A 26-year-old man is under arrest for going on a rampage in an assisted care facility near Tokyo, in a shocking attack that's being called the worst mass killing in postwar Japan. Police say the man turned himself in after he killed 19 people and injured more than 20.

Satoshi Uematsu, 26, is a former employee of the facility in the city of Sagamihara; police say he broke into its building around 2:30 a.m. Tuesday, committed murder, and later drove to the local police station. Multiple Japanese media are relaying a quote from Uematsu in which he told police, "It's better that the disabled disappear."

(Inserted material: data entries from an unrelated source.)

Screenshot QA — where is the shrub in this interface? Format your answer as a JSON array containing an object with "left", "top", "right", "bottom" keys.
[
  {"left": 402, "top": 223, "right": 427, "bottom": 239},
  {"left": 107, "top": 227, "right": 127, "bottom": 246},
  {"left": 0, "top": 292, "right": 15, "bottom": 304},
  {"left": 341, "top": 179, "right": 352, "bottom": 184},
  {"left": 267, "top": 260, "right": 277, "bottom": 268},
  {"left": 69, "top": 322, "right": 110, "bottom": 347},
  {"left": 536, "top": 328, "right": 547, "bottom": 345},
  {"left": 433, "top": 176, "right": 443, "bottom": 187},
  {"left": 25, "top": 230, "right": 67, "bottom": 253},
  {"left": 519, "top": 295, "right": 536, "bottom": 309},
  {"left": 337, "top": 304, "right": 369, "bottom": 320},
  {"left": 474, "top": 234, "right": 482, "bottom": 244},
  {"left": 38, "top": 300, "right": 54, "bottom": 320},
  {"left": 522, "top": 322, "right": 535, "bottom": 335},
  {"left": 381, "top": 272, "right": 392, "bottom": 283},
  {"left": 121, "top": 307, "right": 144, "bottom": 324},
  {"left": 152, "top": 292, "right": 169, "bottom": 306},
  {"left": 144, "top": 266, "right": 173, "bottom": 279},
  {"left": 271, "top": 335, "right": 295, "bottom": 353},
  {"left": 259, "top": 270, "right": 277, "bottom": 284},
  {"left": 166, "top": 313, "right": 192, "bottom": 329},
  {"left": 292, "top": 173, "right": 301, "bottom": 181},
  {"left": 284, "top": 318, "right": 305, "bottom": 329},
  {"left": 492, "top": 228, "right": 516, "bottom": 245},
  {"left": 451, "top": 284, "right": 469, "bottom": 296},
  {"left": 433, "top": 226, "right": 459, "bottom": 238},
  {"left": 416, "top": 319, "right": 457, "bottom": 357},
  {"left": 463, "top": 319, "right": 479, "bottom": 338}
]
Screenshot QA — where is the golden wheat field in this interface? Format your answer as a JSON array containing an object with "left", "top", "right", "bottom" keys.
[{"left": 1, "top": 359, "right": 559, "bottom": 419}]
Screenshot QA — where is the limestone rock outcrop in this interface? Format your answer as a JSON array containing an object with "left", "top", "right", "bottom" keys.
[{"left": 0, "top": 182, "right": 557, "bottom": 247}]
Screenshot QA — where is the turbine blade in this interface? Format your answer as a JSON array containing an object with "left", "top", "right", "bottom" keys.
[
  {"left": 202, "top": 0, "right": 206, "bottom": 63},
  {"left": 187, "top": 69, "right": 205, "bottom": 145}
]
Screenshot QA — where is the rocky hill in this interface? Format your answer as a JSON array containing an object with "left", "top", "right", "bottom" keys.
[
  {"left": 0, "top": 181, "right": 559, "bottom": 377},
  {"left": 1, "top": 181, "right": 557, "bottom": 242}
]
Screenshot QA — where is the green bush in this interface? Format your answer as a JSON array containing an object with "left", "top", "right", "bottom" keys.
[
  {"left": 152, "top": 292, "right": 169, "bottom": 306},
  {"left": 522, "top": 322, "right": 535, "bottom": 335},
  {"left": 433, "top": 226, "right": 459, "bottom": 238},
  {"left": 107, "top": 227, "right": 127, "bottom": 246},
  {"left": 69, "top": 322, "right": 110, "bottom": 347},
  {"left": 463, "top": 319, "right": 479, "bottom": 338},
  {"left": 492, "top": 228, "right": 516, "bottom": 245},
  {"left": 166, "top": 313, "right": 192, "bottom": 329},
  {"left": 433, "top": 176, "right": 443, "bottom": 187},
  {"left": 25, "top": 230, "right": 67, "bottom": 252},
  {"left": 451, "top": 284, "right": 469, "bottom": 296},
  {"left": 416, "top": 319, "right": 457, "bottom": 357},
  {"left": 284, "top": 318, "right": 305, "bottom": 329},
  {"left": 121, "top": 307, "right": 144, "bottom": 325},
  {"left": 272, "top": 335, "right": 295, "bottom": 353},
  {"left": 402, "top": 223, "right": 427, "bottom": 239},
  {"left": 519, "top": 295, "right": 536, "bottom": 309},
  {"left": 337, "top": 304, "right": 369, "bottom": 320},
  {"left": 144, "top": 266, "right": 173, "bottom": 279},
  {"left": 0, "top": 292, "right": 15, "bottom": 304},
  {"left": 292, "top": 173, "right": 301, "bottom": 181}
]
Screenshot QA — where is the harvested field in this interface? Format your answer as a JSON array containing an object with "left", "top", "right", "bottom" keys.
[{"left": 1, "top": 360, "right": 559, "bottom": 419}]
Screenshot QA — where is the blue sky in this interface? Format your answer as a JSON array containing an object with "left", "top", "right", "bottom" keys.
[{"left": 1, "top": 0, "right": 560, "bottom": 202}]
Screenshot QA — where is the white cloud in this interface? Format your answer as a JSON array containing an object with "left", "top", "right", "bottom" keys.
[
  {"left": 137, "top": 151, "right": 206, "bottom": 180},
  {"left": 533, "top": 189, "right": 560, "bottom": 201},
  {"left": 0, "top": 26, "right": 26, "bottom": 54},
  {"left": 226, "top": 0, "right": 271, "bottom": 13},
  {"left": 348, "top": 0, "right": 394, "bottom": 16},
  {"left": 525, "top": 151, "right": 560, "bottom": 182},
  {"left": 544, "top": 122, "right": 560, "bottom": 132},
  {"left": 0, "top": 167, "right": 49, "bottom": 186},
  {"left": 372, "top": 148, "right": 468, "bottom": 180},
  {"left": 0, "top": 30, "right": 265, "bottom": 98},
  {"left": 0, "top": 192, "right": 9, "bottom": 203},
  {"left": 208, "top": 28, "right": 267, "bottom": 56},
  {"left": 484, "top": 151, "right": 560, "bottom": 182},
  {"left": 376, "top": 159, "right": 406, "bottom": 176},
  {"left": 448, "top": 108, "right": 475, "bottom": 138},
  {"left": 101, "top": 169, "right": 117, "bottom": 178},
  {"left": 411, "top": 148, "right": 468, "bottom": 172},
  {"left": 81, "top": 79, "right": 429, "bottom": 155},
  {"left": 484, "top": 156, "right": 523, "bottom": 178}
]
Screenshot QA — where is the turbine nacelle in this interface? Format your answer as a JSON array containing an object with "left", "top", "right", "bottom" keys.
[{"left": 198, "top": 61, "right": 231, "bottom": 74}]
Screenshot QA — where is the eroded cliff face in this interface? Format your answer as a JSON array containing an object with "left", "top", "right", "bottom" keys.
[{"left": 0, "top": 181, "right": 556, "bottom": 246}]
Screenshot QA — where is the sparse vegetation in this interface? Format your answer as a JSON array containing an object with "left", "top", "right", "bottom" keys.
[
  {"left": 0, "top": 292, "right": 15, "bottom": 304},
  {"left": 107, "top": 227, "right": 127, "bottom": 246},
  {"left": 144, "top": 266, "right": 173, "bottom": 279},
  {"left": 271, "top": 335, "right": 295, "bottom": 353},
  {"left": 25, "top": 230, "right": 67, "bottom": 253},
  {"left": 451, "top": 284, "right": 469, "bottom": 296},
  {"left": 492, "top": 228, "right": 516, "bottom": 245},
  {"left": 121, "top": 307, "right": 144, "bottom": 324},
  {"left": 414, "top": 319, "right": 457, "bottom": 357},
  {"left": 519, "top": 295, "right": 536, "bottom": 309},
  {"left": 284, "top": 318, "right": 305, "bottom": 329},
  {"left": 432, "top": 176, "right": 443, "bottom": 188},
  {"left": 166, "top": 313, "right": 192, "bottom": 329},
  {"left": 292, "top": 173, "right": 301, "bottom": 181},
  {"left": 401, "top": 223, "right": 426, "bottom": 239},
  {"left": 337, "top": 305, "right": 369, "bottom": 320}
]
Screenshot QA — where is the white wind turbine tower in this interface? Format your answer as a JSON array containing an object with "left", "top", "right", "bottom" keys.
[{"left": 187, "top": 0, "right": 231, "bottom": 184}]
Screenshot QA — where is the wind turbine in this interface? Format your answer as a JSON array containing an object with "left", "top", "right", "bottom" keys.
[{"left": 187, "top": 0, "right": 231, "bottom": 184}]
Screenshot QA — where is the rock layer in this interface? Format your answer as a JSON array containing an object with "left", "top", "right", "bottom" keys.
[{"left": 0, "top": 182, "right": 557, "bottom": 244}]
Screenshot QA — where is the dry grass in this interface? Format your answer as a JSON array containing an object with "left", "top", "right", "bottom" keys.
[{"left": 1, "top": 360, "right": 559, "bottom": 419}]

The police say Uematsu "showed up at the station with three bloodstained knives in a bag," reports The Japan Times.

Broadcaster NHK cites police who say the man targeted patients "who were unable to communicate their feelings."

From Tokyo, John Matthews tells NPR's Newscast unit:

"A letter the attacker sent before being fired from the facility indicates that he knew staffing would be low late in the night, allowing him to get in and 'wipe out,' in his words, 260 disabled persons across two homes. It appears to be the deadliest attack seen in Japan since World War II, killing more than even the sarin gas attack of 1995, which killed 12, injured 50 and temporarily impaired vision for almost 5,000 others on the Tokyo subways."